Рядом с ней жил ротмистр граф Орлов — русский эмигрант, наемный партнер для танцев, кельнер, статист, жиголо с седыми висками. Он превосходно играл на гитаре. Молился на ночь Казанской Божьей Матери, испрашивая должность метрдотеля в гостинице средней руки. Лил обильные слезы, когда бывал пьян.

Следующая дверь. Фрау Бендер, медсестра из детских яслей. Пятидесяти лет. Муж погиб на войне. Оба ребенка умерли от голода в 1918 году. Пятнистая кошка — единственное, что у нее осталось.

Рядом — Мюллер, бухгалтер-пенсионер. Секретарь общества филателистов. Ходячая коллекция марок, и ничего больше. Счастливейший человек.

В последнюю дверь я постучал.

— Ну как, Георг, — спросил я, — по-прежнему ничего?

Георг Блок молча помотал головой. Он был студентом четвертого семестра. Чтобы продержаться четыре семестра, он два года работал на шахте. И вот накопления его почти иссякли, оставалось месяца на два. На шахту он вернуться не мог — там и так уже многие сидели без работы. Что он только не предпринимал, чтобы добыть себе место где-нибудь поблизости! Был с неделю расфасовщиком на маргариновой фабрике, но владелец ее разорился, и фабрику закрыли. Вскоре затем он получил место разносчика газет и вздохнул было с облегчением. Но уже на третий день, на рассвете, его остановили двое в форменных фуражках, отняли и разорвали газеты и заявили ему, чтобы он не совался в чужое дело, к которому не имеет никакого отношения. У них-де и без того безработных хватает. Тем не менее он вышел с газетами и на следующее утро, хотя должен был заплатить за разорванные газеты. И был сбит каким-то велосипедистом. Газеты разлетелись и упали в грязь. Это обошлось ему в две марки. Он вышел и в третий раз и вернулся с разорванным костюмом и разбитой физиономией. Тогда он сдался. И теперь он в полном отчаянии сидел в своей комнате и все зубрил, зубрил как одержимый, будто это имело хоть какой-то смысл. Ел он один раз в день. При этом было все равно: одолеет он оставшиеся семестры или нет — ведь даже получив диплом, он мог рассчитывать на работу по специальности не раньше чем через десять лет.

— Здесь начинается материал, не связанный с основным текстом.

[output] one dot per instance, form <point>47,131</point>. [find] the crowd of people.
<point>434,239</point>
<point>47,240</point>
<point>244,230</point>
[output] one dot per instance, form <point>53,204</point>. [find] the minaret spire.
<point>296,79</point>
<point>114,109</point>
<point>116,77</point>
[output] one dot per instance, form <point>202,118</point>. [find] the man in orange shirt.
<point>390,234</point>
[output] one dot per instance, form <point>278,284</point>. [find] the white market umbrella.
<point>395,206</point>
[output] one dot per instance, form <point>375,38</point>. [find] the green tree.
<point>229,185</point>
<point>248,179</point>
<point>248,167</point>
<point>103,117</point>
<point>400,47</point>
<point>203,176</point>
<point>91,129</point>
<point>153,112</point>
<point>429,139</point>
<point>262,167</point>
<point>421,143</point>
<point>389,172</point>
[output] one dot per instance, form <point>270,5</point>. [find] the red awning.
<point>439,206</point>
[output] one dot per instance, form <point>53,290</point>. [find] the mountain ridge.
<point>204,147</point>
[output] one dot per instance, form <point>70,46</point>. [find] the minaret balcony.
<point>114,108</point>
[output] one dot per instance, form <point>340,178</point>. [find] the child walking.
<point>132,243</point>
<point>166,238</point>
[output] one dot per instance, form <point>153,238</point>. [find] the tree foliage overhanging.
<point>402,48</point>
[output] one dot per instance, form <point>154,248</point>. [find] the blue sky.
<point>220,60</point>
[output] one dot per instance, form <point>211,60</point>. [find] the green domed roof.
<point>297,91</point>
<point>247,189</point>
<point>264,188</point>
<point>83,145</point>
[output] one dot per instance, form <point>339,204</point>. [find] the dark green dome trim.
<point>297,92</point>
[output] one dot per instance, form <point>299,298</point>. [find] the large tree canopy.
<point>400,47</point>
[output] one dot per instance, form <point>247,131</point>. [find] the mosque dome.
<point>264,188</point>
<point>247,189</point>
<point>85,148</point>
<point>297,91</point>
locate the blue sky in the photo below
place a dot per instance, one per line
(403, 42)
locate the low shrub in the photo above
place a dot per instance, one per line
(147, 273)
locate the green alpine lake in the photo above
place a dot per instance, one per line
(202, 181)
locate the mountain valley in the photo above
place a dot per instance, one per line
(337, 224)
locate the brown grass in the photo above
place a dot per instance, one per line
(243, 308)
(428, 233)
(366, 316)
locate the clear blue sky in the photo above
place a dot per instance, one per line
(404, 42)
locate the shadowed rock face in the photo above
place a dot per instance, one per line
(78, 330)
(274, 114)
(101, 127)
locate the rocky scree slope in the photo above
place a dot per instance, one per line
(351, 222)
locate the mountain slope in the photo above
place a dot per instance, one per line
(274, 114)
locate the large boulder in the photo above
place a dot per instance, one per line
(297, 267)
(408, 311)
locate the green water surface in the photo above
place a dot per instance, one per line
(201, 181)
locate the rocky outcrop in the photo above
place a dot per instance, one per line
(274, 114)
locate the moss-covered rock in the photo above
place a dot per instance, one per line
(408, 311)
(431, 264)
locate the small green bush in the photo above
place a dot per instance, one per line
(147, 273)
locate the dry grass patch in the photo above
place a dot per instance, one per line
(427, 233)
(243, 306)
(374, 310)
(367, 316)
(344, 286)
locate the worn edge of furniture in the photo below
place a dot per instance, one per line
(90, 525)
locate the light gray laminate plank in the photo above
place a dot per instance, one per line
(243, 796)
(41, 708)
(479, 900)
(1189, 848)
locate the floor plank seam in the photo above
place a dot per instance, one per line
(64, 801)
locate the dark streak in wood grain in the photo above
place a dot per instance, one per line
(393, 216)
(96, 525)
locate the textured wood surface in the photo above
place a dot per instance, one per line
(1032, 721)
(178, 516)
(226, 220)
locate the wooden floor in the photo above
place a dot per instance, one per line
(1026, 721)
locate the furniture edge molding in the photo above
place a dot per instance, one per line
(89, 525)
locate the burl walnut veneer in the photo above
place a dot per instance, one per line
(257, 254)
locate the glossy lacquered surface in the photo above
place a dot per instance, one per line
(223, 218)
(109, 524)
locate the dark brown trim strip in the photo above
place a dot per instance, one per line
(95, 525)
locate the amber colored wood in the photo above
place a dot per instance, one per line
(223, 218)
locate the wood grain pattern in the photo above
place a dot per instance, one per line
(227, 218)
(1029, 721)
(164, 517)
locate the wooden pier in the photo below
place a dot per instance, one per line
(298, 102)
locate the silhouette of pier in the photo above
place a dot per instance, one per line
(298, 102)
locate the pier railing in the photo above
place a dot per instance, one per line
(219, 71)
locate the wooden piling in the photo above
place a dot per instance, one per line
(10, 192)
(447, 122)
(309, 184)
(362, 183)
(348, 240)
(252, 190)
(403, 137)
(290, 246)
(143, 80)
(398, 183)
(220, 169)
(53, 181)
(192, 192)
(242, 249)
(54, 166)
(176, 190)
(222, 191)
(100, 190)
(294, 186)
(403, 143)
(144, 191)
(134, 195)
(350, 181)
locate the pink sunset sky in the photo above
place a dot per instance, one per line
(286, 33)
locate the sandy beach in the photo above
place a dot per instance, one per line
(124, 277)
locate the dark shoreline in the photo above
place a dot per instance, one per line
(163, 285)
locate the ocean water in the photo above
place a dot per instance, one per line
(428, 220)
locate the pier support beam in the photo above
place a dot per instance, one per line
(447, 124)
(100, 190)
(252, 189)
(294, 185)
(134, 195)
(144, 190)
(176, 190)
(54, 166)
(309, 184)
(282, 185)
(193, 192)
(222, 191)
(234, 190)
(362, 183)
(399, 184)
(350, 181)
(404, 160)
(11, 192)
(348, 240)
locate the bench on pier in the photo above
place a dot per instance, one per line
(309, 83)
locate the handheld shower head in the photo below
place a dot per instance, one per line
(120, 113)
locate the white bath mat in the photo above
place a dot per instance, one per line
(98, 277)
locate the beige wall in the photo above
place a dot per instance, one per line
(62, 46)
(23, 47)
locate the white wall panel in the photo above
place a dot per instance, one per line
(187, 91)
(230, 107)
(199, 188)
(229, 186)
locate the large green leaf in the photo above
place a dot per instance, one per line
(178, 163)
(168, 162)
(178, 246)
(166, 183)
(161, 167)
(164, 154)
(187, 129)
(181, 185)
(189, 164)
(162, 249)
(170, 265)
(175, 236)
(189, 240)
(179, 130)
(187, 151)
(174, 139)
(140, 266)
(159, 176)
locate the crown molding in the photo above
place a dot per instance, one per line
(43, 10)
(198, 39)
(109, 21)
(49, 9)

Я сунул ему пачку сигарет.

— Наплюй ты на это дело, Георгий. Как я в свое время. Потом наверстаешь, когда сможешь.

Он покачал головой:

— Нет, после шахты я убедился: если не заниматься каждый день, то быстро выбиваешься из колеи. А второй раз я за это не возьмусь.

Бледное личико с торчащими ушами и близорукими глазами, тщедушная фигура с впалой грудью — эхма!..

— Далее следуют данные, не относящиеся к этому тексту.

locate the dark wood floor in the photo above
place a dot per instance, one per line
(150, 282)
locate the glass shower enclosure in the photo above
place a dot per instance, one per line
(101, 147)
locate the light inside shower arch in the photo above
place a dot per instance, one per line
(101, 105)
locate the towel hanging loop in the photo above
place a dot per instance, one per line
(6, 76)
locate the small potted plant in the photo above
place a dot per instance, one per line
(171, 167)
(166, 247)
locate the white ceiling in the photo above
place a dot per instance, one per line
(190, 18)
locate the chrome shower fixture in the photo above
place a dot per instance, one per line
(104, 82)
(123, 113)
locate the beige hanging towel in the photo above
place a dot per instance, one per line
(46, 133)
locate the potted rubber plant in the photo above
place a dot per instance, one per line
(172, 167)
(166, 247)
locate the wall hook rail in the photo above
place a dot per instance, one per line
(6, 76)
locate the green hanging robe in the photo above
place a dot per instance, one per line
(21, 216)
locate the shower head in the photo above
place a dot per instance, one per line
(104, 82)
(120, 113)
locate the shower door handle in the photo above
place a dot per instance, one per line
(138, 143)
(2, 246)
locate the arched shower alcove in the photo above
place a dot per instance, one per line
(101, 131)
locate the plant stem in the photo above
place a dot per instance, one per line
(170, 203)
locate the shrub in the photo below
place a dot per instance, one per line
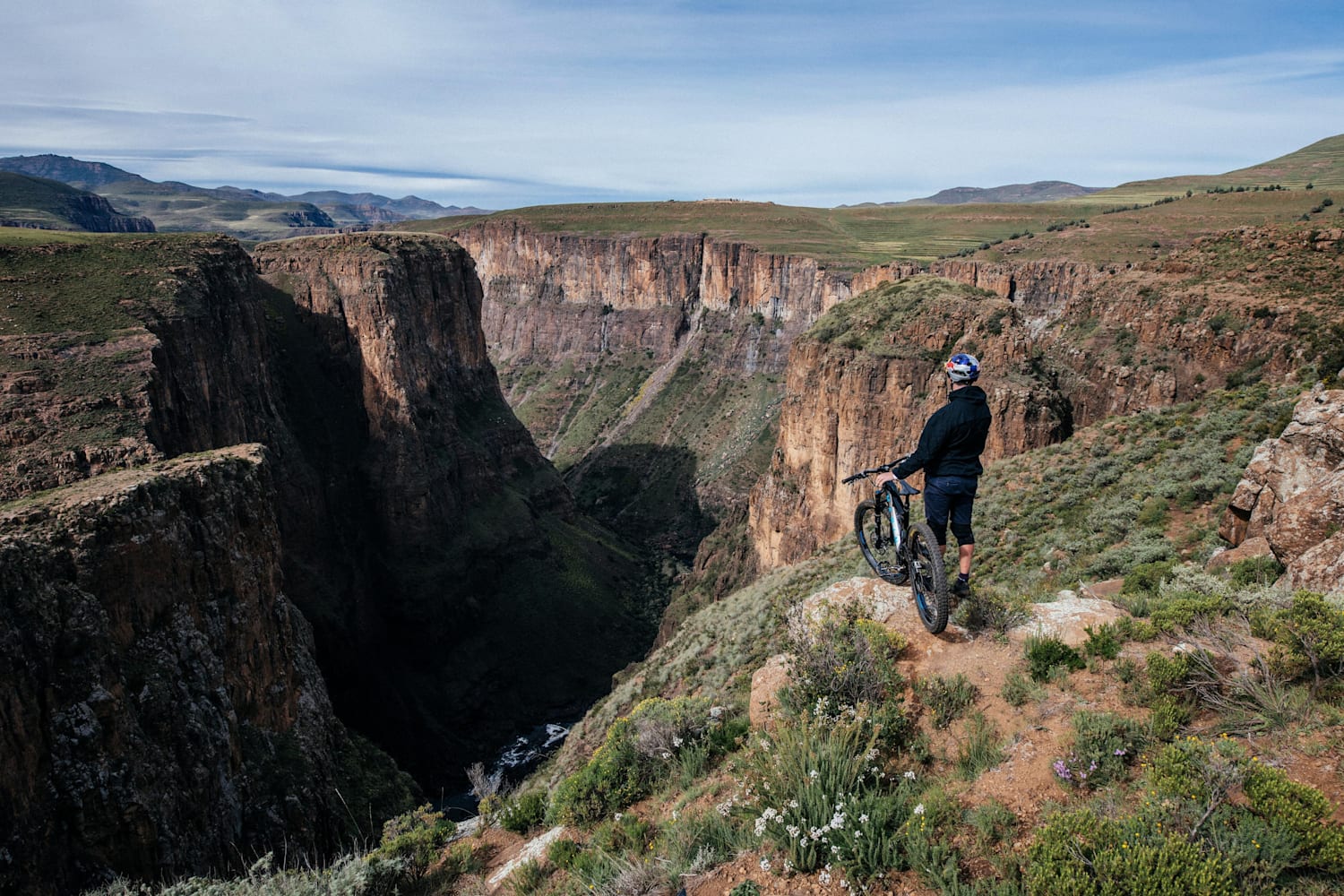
(564, 852)
(634, 756)
(526, 879)
(1083, 855)
(824, 796)
(1018, 689)
(981, 748)
(1147, 578)
(1104, 642)
(1309, 637)
(523, 812)
(946, 697)
(843, 657)
(1104, 745)
(1263, 570)
(1045, 653)
(416, 837)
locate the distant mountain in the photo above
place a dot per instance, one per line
(82, 175)
(50, 204)
(246, 214)
(1042, 191)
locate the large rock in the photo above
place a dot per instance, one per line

— Ну бывай, Георгий. — Да, и родителей у него тоже не было.

Кухня. Чучело кабаньей головы на стене. Память об усопшем господине Залевски. Телефон. Полумрак. Пахнет газом и дешевым жиром. Входная дверь с гирляндой визитных карточек у звонка. Среди них и моя — «Роберт Локамп, студ. — фил., два длинных звонка». Карточка пожелтела и загрязнилась. Студ. — фил. Тоже мне гусь! Давненько это было.